Point Clouds: Opening the Gates to 3D Perception
When winter 2007 arrived, most of the people around me weren't apprehensive. My world wasn't really "Oh no, it's going to be cold!". I was 12 years old, and I was about to live the best years of my childhood, because this winter, came the release of the Nintendo Wii!
The launch of the Nintendo Wii in 2006 revolutionized the gaming industry, bringing motion-controlled gaming to the masses. I must have played tennis for hundreds of hours, and bought nearly all accessories for gaming, shooting, sports, fitness, etc...
However, it wasn't until the release of the Microsoft Kinect in 2010 that we saw the true potential of full-body, immersive interaction with games and other applications. In the case of the Kinect, it used an infrared sensor and an RGB camera to capture depth information, which was then used to create a point cloud of the scene. This allowed the Kinect to track the movements of the player in real-time, creating a more immersive and interactive gaming experience.
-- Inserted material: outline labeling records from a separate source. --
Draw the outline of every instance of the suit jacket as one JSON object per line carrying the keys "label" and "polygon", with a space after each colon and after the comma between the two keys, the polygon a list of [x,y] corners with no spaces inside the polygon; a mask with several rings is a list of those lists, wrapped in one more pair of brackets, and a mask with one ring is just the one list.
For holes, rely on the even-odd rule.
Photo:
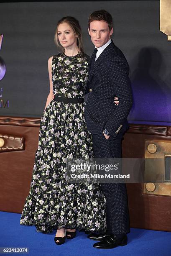
{"label": "suit jacket", "polygon": [[[92,134],[106,129],[111,136],[119,137],[129,127],[127,117],[133,103],[129,65],[112,40],[97,58],[90,73],[92,57],[86,91],[89,91],[84,112],[87,129]],[[119,100],[117,106],[113,102],[116,97]]]}

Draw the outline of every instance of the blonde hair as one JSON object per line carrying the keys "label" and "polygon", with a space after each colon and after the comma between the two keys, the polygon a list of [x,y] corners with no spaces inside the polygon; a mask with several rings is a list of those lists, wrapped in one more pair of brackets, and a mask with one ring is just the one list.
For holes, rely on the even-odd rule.
{"label": "blonde hair", "polygon": [[58,47],[59,47],[63,52],[64,52],[64,48],[60,44],[58,35],[58,27],[60,24],[64,23],[67,23],[72,29],[74,36],[77,36],[77,44],[79,49],[79,54],[82,53],[83,52],[83,44],[81,28],[79,22],[74,17],[70,16],[64,17],[58,21],[54,38],[55,44]]}

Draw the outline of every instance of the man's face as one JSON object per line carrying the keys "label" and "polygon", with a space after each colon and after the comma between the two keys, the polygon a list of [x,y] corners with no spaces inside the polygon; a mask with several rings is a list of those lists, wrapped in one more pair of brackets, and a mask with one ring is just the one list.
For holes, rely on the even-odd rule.
{"label": "man's face", "polygon": [[110,31],[107,23],[102,20],[92,21],[88,30],[92,43],[97,48],[106,44],[113,33],[113,28]]}

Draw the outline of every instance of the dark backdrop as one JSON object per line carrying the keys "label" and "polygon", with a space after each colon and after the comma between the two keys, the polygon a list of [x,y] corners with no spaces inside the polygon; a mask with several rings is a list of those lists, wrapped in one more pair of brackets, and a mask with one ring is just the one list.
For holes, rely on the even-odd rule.
{"label": "dark backdrop", "polygon": [[54,41],[57,20],[66,15],[79,20],[84,51],[90,55],[88,17],[101,9],[112,14],[112,38],[130,64],[134,100],[130,122],[171,123],[171,42],[159,31],[158,0],[0,3],[0,56],[6,73],[0,87],[10,107],[0,108],[0,115],[41,116],[49,91],[48,59],[58,53]]}

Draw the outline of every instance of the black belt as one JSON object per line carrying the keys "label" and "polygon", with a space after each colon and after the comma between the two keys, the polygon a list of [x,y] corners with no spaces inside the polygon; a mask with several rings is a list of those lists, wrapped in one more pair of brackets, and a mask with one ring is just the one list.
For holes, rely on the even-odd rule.
{"label": "black belt", "polygon": [[67,98],[67,97],[59,97],[56,95],[55,96],[54,99],[56,101],[59,101],[60,102],[64,102],[66,103],[82,103],[84,102],[84,98],[78,98],[75,97],[74,98]]}

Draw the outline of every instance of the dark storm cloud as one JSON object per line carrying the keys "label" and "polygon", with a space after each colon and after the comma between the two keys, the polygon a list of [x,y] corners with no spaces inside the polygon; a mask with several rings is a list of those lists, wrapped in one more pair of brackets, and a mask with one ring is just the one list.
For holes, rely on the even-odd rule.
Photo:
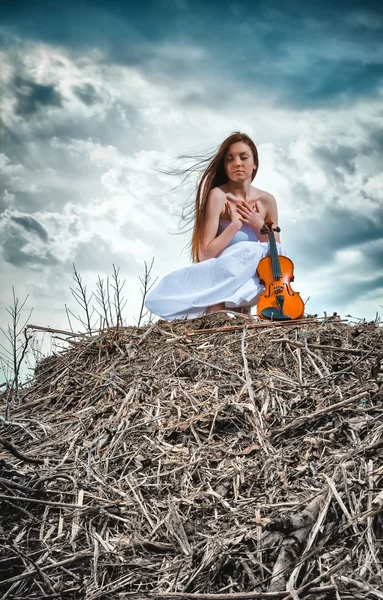
{"label": "dark storm cloud", "polygon": [[126,276],[138,274],[142,270],[133,255],[115,253],[108,241],[98,234],[77,246],[72,262],[80,271],[96,273],[112,273],[113,264],[121,267]]}
{"label": "dark storm cloud", "polygon": [[[209,74],[230,72],[234,85],[296,108],[376,95],[383,80],[383,19],[376,2],[152,0],[140,8],[80,0],[50,8],[47,0],[22,8],[9,2],[3,26],[78,52],[96,46],[106,61],[139,65],[169,85],[205,81],[207,104],[213,79],[217,85]],[[161,54],[164,43],[168,50]],[[183,51],[187,46],[202,55]],[[199,94],[186,94],[185,104],[198,103]],[[85,92],[83,101],[93,100]]]}
{"label": "dark storm cloud", "polygon": [[15,217],[14,215],[12,215],[10,218],[14,223],[17,223],[18,225],[24,227],[26,231],[32,231],[33,233],[36,233],[39,236],[39,238],[44,242],[48,241],[48,234],[46,230],[41,225],[41,223],[39,223],[34,217],[31,217],[30,215]]}
{"label": "dark storm cloud", "polygon": [[[294,241],[293,241],[294,240]],[[318,218],[298,222],[284,233],[283,241],[288,248],[295,246],[293,260],[300,268],[316,269],[331,264],[339,250],[360,248],[368,242],[383,241],[383,214],[377,211],[366,217],[345,208],[328,206]],[[383,264],[381,249],[375,246],[363,248],[371,266]]]}
{"label": "dark storm cloud", "polygon": [[[36,219],[29,215],[15,217],[9,211],[0,216],[0,250],[6,262],[15,267],[54,265],[58,261],[48,249],[47,233]],[[37,249],[33,235],[43,242]]]}
{"label": "dark storm cloud", "polygon": [[61,94],[54,85],[41,85],[17,75],[13,80],[17,99],[15,113],[29,117],[44,106],[62,106]]}

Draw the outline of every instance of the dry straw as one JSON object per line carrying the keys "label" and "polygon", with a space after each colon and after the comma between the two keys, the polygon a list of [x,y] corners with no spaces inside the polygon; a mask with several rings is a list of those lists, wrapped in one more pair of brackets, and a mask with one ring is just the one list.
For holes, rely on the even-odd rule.
{"label": "dry straw", "polygon": [[261,325],[39,364],[0,422],[3,600],[383,598],[382,329]]}

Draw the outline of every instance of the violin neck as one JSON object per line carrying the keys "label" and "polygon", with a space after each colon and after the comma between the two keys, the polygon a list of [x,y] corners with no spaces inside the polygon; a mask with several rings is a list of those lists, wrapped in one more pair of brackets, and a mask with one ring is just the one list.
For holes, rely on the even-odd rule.
{"label": "violin neck", "polygon": [[281,279],[282,271],[281,265],[279,262],[277,243],[275,241],[274,231],[269,231],[269,240],[270,240],[270,256],[271,256],[271,267],[273,270],[274,279]]}

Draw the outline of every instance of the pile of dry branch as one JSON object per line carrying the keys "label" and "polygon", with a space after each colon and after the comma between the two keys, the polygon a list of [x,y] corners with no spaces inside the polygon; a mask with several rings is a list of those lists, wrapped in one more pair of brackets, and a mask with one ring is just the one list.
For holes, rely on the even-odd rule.
{"label": "pile of dry branch", "polygon": [[3,600],[383,598],[382,329],[260,325],[40,363],[0,422]]}

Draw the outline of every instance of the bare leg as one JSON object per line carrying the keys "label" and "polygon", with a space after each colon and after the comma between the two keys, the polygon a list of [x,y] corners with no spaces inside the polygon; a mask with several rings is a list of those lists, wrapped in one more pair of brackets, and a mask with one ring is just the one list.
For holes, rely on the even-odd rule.
{"label": "bare leg", "polygon": [[225,308],[224,302],[220,302],[219,304],[212,304],[212,306],[207,307],[205,314],[209,315],[212,312],[219,312],[220,310],[224,310],[224,308]]}

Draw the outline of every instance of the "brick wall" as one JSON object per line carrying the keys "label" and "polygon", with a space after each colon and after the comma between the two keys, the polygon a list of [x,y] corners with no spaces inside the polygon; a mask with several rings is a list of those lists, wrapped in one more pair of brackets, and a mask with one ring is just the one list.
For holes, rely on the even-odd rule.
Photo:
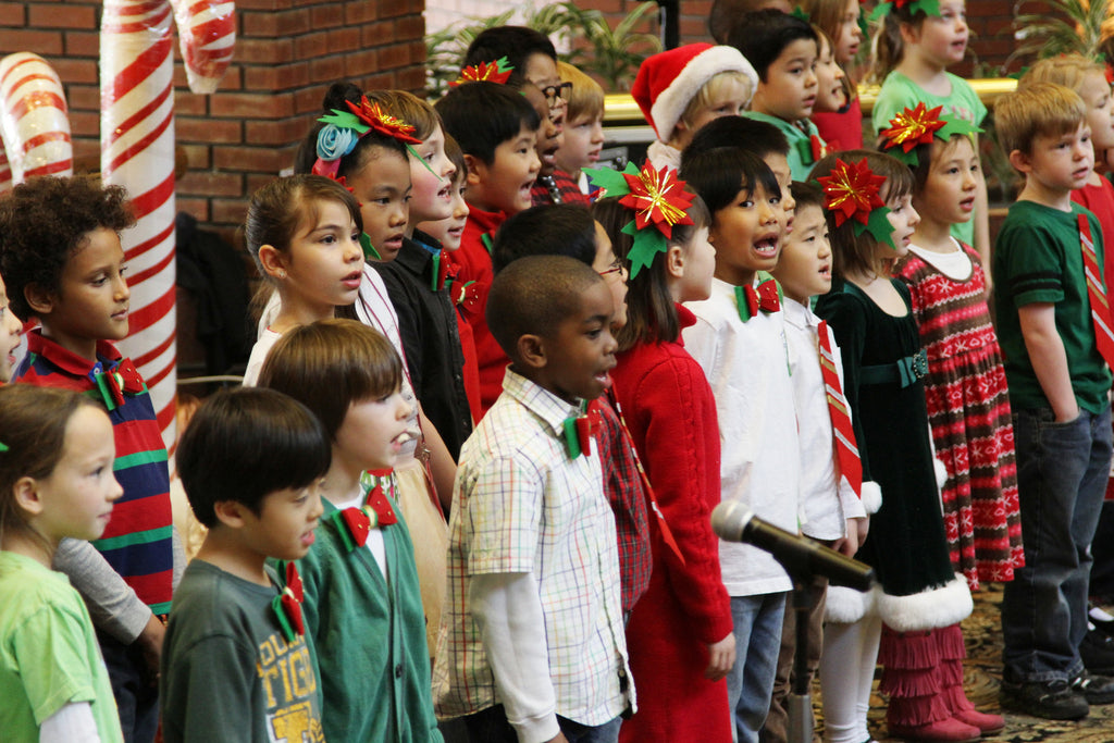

Point clouds are a type of data representation that captures the position of points in 3D space. They are commonly used in applications such as 3D modeling, virtual reality, and autonomous vehicles, and are generated using technologies such as LiDARs and RGB-D cameras.
In this article, we'll take a closer look at point clouds, what they are, how they are produced, and how they are used. We'll see which companies work on them, and we'll especially focus on the self-driving car industry.
So let's begin:
What are Point Clouds?
A Point "Cloud" is a set of points in 3D space — hence a cloud of points. In it, each point represents the 3D location of an object in the real world. These objects can be anything from buildings and trees to people and cars.
The points can be produced using a variety of methods, including LiDARs, 3D reconstruction models, RGB-D cameras, and RADARs... but we'll get to that later!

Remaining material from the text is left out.